La nouvelle mesure adoptée pour créer des groupes de niveaux au collège, annoncée par le premier ministre Gabriel Attal, l’inquiète. « Si le groupe classe est explosé, cela sera préjudiciable pour le Fil d’Ariane, en plus de l’être pour la cohésion », précise la professeure, rencontrée avant la parution de l’arrêté du 15 mars 2024.

Ces lectures permettent d’impliquer les élèves, de les pousser à la réflexion, d’enrichir leur vocabulaire, de s’écouter entre eux et de développer leur éloquence. Au final, il y a moins de décrochage scolaire, même si « on n’a pas non plus trouvé la solution miracle ». Le projet intrigue et fait des émules. Les inspecteurs viennent sur place pour découvrir le projet. Avec les autres enseignants, Fanny Danna a par ailleurs donné des formations dans l’académie.
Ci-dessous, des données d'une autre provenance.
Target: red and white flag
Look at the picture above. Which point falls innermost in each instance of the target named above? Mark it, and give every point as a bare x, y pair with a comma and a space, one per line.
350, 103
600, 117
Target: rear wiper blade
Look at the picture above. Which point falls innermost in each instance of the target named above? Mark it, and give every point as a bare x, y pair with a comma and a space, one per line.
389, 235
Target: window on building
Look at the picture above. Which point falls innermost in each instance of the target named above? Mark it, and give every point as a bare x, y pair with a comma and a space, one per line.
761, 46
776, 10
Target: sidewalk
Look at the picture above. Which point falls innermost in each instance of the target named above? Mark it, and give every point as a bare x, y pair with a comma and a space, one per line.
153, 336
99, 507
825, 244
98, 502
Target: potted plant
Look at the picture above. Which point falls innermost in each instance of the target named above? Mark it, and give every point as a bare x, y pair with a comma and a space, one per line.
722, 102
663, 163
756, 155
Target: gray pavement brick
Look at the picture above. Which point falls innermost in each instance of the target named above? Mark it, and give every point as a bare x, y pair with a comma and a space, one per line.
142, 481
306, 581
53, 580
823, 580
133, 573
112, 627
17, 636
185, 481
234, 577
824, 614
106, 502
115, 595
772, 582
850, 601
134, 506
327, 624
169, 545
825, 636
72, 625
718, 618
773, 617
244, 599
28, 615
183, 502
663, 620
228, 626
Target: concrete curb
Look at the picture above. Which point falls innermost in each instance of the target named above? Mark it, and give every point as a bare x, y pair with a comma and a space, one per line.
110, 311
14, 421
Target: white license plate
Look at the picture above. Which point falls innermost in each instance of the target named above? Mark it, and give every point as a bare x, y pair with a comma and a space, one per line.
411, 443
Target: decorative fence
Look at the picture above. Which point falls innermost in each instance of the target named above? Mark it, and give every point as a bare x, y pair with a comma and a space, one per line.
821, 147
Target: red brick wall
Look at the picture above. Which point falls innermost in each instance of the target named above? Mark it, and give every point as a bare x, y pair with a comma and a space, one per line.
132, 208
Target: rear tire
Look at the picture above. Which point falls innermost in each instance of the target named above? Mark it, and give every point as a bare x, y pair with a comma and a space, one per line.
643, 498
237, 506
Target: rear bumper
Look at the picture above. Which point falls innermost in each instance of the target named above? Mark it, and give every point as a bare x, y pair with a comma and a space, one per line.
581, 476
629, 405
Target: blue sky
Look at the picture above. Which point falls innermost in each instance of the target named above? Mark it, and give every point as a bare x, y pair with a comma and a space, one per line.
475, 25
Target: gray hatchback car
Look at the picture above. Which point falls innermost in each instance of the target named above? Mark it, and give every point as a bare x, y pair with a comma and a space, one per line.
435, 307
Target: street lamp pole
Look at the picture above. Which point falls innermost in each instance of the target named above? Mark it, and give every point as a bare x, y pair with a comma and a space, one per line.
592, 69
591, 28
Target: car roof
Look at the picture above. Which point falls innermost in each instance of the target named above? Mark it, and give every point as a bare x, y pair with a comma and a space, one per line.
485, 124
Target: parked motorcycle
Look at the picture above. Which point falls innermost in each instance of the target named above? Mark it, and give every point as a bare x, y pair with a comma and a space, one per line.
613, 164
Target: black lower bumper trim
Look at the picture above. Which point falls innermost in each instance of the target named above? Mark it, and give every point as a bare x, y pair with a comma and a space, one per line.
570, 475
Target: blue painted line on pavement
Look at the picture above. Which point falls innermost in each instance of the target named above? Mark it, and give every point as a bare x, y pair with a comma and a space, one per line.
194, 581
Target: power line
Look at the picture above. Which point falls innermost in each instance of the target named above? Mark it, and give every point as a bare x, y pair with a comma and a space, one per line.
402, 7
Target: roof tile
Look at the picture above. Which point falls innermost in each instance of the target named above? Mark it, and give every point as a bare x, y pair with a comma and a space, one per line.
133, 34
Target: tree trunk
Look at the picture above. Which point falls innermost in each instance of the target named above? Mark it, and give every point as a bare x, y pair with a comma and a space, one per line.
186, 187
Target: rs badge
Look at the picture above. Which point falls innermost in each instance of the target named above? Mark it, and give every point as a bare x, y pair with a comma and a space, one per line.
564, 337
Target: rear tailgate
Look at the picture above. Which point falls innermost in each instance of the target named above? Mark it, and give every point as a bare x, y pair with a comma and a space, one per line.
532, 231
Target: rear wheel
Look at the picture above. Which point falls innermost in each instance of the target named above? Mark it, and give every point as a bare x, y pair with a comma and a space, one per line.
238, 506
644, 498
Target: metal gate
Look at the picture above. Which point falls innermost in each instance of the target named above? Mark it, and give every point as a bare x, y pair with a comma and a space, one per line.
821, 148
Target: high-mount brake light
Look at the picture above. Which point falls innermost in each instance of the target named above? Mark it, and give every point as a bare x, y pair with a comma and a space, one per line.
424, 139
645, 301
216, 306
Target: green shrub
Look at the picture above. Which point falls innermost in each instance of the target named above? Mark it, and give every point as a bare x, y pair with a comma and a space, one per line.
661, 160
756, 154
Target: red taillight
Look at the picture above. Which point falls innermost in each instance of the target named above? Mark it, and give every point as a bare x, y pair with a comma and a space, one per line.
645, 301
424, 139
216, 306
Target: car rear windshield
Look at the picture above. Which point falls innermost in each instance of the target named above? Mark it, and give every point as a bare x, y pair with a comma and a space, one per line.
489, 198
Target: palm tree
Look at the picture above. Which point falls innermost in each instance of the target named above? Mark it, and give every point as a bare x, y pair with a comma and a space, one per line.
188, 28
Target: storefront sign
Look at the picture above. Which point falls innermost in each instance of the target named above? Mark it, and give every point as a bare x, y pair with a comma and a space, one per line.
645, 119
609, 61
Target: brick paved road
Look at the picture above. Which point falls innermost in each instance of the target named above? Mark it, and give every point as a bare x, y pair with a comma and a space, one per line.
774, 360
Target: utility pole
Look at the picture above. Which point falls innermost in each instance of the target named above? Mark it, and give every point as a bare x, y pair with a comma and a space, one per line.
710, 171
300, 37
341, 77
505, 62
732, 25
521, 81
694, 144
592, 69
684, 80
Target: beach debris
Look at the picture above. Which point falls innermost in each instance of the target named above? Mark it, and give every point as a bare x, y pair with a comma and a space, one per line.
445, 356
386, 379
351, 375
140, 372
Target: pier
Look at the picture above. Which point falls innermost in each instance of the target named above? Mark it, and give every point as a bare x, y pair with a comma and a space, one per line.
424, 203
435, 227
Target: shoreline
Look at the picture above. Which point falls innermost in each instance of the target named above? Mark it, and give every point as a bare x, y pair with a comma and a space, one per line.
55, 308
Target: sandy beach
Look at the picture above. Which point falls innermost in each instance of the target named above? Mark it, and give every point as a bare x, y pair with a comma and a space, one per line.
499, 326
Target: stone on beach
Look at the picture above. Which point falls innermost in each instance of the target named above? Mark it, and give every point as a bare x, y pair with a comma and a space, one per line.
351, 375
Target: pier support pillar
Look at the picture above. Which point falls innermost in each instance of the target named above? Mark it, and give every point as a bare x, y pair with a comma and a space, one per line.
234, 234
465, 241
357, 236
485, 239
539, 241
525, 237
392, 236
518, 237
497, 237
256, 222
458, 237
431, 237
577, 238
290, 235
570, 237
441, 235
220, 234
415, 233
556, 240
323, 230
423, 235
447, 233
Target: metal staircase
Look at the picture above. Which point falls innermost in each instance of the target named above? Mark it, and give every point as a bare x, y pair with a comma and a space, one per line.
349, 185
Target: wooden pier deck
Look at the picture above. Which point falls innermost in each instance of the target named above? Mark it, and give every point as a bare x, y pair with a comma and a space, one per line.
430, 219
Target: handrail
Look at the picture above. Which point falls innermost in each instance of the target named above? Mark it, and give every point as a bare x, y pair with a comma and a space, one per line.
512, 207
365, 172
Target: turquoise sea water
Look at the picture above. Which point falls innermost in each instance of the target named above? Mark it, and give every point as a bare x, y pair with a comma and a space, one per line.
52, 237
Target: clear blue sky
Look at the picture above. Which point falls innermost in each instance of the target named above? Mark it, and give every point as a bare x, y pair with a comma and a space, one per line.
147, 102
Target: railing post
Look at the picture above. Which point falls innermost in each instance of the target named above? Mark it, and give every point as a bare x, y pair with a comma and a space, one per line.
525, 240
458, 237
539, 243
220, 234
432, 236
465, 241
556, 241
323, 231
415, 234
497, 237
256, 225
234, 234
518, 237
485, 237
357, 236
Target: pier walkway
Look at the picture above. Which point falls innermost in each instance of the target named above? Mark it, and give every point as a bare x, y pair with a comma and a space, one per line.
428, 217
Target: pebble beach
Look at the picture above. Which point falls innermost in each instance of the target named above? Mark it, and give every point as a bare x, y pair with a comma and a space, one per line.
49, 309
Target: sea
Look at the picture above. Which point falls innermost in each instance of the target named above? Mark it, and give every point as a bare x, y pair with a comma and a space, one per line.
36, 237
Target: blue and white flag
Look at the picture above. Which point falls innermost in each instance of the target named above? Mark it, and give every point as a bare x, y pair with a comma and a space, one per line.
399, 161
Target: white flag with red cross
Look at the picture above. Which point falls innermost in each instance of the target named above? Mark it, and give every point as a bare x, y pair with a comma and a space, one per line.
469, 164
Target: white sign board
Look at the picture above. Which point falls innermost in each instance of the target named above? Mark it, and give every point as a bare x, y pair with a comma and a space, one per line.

Pour développer encore plus les compétences de ces jeunes, trop souvent stigmatisés, son équipe pédagogique les emmène aussi au théâtre, à l’opéra ou organise des marathons philosophiques. « Le problème d’un collège enclavé, c’est l’entre-soi, poursuit Fanny Danna. Quand les élèves sortent et qu’ils voient qu’il y a d’autres codes, d’autres repères culturels, c’est un choc pour eux ».

Son implication se fait même en dehors des cours pour mieux suivre ces élèves de milieux précaires, dont des familles gitanes ou tchétchènes. Une façon de leur donner une chance de plus. « On a même le numéro des orthophonistes ou des psy de certains élèves », s’étonne-t-elle encore.

Les idées foisonnent. « Dernièrement, on a croisé une ancienne élève qui fait des études d’avocat. Leurs parents ne peuvent pas les aider pour trouver un stage. Nos milieux sociaux font une différence », raconte-t-elle. Alors, avec l’équipe pédagogique, Fanny Danna compte monter un réseau d’anciens collégiens, pour qu’ils puissent partager leur expérience future ou demander un coup de pouce pour des stages. Son œil brille rien qu’en y pensant. Elle s’exclame, dans un éclat de rire :  « On fera un réseau comme à Sciences Po! ».